Google’s ‘red team’ has been working for the past year and a half to identify vulnerabilities in artificial intelligence (AI) systems. Led by Daniel Fabian, the team focuses on exploring how hackers could potentially attack AI systems and developing strategies to defend against these attacks. In a recent interview with The Register, Fabian highlighted some of the biggest threats to AI systems, including adversarial attacks, data poisoning, prompt injection, and backdoor attacks. These attacks, known as ‘tactics, techniques, and procedures’ (TTPs), pose significant risks to AI systems built on large language models such as ChatGPT, Google Bard, and Bing AI.

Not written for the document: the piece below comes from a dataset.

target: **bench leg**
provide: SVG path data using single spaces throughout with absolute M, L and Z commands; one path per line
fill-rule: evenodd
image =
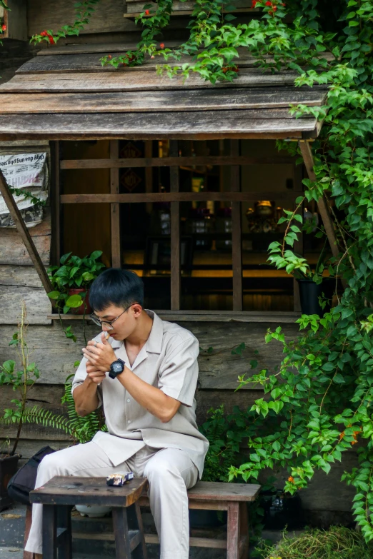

Adversarial attacks involve crafting inputs that are specifically designed to mislead an AI model, resulting in incorrect or manipulated outputs. The impact of successful adversarial attacks can range from negligible to critical, depending on the use case of the AI classifier. Data poisoning, on the other hand, involves manipulating the training data of an AI model to corrupt its learning process. Attackers can insert incorrect, misleading, or manipulated data into the model’s training dataset, skewing its behavior and outputs. This can be done, for example, by adding incorrect labels to images in a facial recognition dataset, leading to misidentification of faces.
Prompt injection attacks occur when a user inserts additional content in a text prompt to manipulate the model’s output. This can result in unexpected, biased, incorrect, or offensive responses, even when the model is specifically programmed against them. Backdoor attacks, considered one of the most dangerous aggressions against AI systems, involve hiding malicious code within the model to sabotage its output and potentially steal data. These attacks can go unnoticed for extended periods of time and require deep knowledge of machine learning to execute.
To defend against these attacks, Google’s AI Red Team emphasizes the importance of securing the data supply chain, implementing restrictions on user inputs, and thoroughly monitoring user submissions. Additionally, classic security best practices, such as controlling access and preventing malicious insiders, are crucial in mitigating backdoor attacks. Fabian believes that the integration of AI models into software development life cycles will help identify vulnerabilities and ultimately favor defenders over attackers.
Google’s AI Red Team, inspired by the concept of military red teams, plays an adversarial role against the “home” team to identify and address potential vulnerabilities. With their expertise in AI, Fabian believes that the team is ahead of adversaries who may attempt to exploit AI systems. He remains optimistic that ML systems and models will make it easier to identify security vulnerabilities in the near future, leading to more secure software development practices in the long term.
In conclusion, as AI systems become more prevalent, the need to address potential vulnerabilities and defend against attacks becomes increasingly crucial. Google’s red team is at the forefront of this effort, working to anticipate and mitigate the risks posed by adversarial attacks, data poisoning, prompt injection, and backdoor attacks. By staying ahead of adversaries and integrating AI models into software development practices, the team aims to ensure the security and integrity of AI systems.